Die außerordentlich weitwendigen Ausführungen des Beschwerdeführers enthalten kein substantiiertes Vorbringen. Dass die in Rede stehenden Waren, die bei der Hausdurchsuchung am vorgefunden wurden, von ihm aus dem Ausland ohne Stellung bei der Zollbehörde in das Zollgebiet verbracht wurden, wird von ihm nicht bestritten. Damit ist aber das Schicksal der Beschwerde bereits entschieden, weil dadurch der wie ausgeführt schuldunabhängige Tatbestand nach § 174 Abs. 3 lit. a erster Halbsatz ZollG 1988 erfüllt worden ist. Die ein Verschulden des Beschwerdeführers in Abrede stellenden Beschwerdeausführungen, mit denen offenbar auch verkannt wird, dass Gegenstand der angefochtenen Bescheide die Feststellung der Eingangsabgabenschuld und nicht eine Bestrafung nach dem FinStrG ist, gehen damit ins Leere.

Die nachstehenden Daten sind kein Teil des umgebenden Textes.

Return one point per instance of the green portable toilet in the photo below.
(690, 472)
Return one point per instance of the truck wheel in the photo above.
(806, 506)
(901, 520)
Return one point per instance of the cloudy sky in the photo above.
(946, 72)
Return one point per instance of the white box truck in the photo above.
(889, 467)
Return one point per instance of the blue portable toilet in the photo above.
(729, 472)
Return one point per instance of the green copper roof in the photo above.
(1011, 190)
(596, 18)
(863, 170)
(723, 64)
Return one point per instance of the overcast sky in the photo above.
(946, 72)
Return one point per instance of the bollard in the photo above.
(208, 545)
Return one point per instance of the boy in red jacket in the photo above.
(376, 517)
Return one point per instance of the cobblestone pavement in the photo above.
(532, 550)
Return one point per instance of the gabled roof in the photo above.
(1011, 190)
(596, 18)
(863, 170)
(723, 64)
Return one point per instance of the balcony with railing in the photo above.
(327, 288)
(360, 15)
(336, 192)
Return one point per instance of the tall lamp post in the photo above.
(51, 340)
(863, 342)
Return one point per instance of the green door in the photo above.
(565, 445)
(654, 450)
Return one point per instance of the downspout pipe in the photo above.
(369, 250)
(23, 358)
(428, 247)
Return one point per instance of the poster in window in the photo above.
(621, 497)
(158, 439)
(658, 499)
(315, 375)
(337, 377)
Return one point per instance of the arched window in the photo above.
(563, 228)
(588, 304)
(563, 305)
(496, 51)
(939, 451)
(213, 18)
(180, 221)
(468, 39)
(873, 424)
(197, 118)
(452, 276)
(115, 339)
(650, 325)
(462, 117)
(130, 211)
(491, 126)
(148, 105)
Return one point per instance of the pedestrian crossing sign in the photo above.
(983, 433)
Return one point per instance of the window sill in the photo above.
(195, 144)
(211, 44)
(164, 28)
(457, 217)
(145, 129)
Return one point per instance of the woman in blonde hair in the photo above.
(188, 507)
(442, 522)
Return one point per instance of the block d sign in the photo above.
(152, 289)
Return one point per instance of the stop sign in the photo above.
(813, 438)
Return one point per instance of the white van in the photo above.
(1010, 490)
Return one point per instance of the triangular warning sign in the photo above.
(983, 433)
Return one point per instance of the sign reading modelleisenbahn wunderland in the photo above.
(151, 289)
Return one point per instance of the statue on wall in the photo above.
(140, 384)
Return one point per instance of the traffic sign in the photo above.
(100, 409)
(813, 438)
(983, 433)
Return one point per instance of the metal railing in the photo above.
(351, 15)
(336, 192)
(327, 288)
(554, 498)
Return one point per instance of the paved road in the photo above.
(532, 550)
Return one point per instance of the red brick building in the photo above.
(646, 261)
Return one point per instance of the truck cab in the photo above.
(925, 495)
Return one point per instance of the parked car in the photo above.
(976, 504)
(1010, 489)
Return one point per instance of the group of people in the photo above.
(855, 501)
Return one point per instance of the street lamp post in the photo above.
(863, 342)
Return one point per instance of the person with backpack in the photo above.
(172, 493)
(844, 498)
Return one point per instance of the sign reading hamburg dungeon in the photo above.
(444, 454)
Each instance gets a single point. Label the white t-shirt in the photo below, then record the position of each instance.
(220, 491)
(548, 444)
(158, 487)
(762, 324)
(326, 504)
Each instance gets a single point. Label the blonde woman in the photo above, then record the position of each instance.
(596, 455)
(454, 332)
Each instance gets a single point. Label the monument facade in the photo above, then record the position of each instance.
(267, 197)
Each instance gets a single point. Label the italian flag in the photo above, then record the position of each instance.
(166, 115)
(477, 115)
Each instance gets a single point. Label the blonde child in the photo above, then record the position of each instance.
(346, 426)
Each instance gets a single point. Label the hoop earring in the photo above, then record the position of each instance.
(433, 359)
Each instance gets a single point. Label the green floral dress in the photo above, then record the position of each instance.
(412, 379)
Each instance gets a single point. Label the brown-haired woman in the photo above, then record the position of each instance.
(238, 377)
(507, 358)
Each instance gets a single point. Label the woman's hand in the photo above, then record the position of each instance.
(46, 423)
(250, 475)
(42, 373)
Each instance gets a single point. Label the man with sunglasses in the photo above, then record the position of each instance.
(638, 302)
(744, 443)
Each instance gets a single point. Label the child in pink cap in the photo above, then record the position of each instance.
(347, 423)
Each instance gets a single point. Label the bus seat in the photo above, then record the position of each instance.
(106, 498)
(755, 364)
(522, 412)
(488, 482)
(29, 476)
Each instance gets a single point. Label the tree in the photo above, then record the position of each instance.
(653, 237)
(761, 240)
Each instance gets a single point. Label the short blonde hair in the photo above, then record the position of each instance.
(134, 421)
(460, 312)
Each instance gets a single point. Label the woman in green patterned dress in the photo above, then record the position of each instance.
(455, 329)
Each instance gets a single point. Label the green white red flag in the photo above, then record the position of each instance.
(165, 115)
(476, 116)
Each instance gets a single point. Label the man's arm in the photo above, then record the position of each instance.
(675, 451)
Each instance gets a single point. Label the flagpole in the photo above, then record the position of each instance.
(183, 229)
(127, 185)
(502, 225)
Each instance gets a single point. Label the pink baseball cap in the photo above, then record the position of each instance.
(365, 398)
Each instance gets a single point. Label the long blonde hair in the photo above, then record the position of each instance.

Soweit der Beschwerdeführer die Frage stellt, wie es einem Dieb möglich sei, eine rechtmäßige Verzollung vorzunehmen, ist ihm entgegenzuhalten, dass der Begriff des "Verfügens" im Sinne des § 174 Abs. 3 lit. a erster Halbsatz ZollG 1988 nicht im zivilrechtlichen Sinn verstanden werden kann, weil es nicht darauf ankommt, wer über die Ware nach § 51 Abs. 1 ZollG 1988 verfügungsberechtigt ist, sondern nur darauf, wer über die Ware tatsächlich verfügt. Die tatsächliche Verfügung im Zeitpunkt der Entstehung der Zollschuld wurde vom Beschwerdeführer aber nicht in Abrede gestellt.

Mit der Verfahrensrüge, die Behörde habe ihm den genauen Wortlaut der Aussagen seiner seinerzeitigen Ehefrau und des Alois Müller nicht zur Kenntnis gebracht und damit das Parteiengehör verletzt, hat der Beschwerdeführer schon deswegen keine relevante Rechtsverletzung dargetan, weil nicht erkennbar ist, zu welchem anders lautenden Bescheid die belangte Behörde im Falle der monierten Vorgangsweise hätte gelangen können. Wenn sich der Beschwerdeführer in diesem Zusammenhang gegen die Beweiswürdigung der belangten Behörde, die den Aussagen des Alois Müller mehr geglaubt habe als seinen eigenen und denen der Ingeborg Batliner, wendet, so geht dieses Vorbringen schon deswegen ins Leere, weil sich die diesbezügliche Beweiswürdigung der belangten Behörde lediglich auf den Zeitpunkt der Entstehung der Eingangsabgabenschuld bezogen hat. Selbst wenn die Behörde auf Grund einer logisch unhaltbaren Schlussfolgerung hinsichtlich des Entstehungszeitpunktes (1989 statt - wie der Beschwerdeführer offenbar meint - 1992) zu einem unrichtigen Ergebnis gekommen wäre, könnte der Beschwerdeführer dadurch in seinen Rechten keinesfalls verletzt sein.

Die Beschwerde erweist sich somit zur Gänze als unbegründet, sodass sie gemäß § 42 Abs 1 VwGG abzuweisen war.

Die Kostenentscheidung stützt sich auf die §§ 47 ff VwGG iVm der Verordnung BGBl. Nr. 416/1994.